The Czechs helped build Cicero and Berwyn into world-class modern cities.  The main commercial district of Cermak Road became a shopping destination for Czechs all over the Chicago area and was home to some of the most significant buildings in the Czech community, such as the Sokol Slávský building on Cermak Road and Lombard Avenue in Cicero.  Berwyn and Cicero were also home to highly rated schools that educated generations of Czechs.  Many of these students went on to attend institutions of higher learning and joined the professional ranks of working people in the Chicago area.  These suburbs were the pride of Czech-American people, being home to tens of thousands of multi-generational Czech families, and it was the aspiration of many to move there.  It was often said, “If you were a Czech living in Berwyn, you had made it.”  Like they did in their old neighborhoods, Czechs sought out and won elected offices in Cicero and Berwyn, including that of mayor.
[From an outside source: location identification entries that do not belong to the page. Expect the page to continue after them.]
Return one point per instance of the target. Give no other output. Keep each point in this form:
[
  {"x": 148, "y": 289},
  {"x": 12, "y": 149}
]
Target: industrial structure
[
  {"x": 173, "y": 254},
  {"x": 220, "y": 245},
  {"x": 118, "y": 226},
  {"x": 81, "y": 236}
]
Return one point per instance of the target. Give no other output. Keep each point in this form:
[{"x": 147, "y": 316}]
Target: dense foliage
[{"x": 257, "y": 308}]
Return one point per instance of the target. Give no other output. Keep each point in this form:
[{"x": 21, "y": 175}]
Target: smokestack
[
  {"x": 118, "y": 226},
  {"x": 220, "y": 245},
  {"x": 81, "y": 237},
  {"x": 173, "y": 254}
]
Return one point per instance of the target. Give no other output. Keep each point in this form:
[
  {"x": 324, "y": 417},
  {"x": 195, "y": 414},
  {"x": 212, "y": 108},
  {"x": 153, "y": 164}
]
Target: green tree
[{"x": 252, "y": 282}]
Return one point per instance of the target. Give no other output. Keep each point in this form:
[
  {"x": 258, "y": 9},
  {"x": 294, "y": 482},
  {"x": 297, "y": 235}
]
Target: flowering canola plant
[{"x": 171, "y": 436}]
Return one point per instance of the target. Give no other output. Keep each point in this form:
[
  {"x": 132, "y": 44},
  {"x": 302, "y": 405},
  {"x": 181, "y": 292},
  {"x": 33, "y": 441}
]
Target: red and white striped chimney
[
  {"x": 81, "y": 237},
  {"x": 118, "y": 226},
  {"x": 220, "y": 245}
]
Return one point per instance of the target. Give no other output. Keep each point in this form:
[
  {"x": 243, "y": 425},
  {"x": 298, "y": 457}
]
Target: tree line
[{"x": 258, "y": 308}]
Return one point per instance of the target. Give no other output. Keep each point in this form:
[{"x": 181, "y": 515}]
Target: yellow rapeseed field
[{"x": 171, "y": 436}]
While there are still a number of Czechs living in Cicero and Berwyn, most have moved further west and beyond, having assimilated into the great melting pot of people and cultures of America.  The descendants of Chicago’s Czech immigrants are very proud of their heritage and accomplishments, and many still belong to organizations where their Czech culture, traditions, and history are celebrated and kept alive for future generations.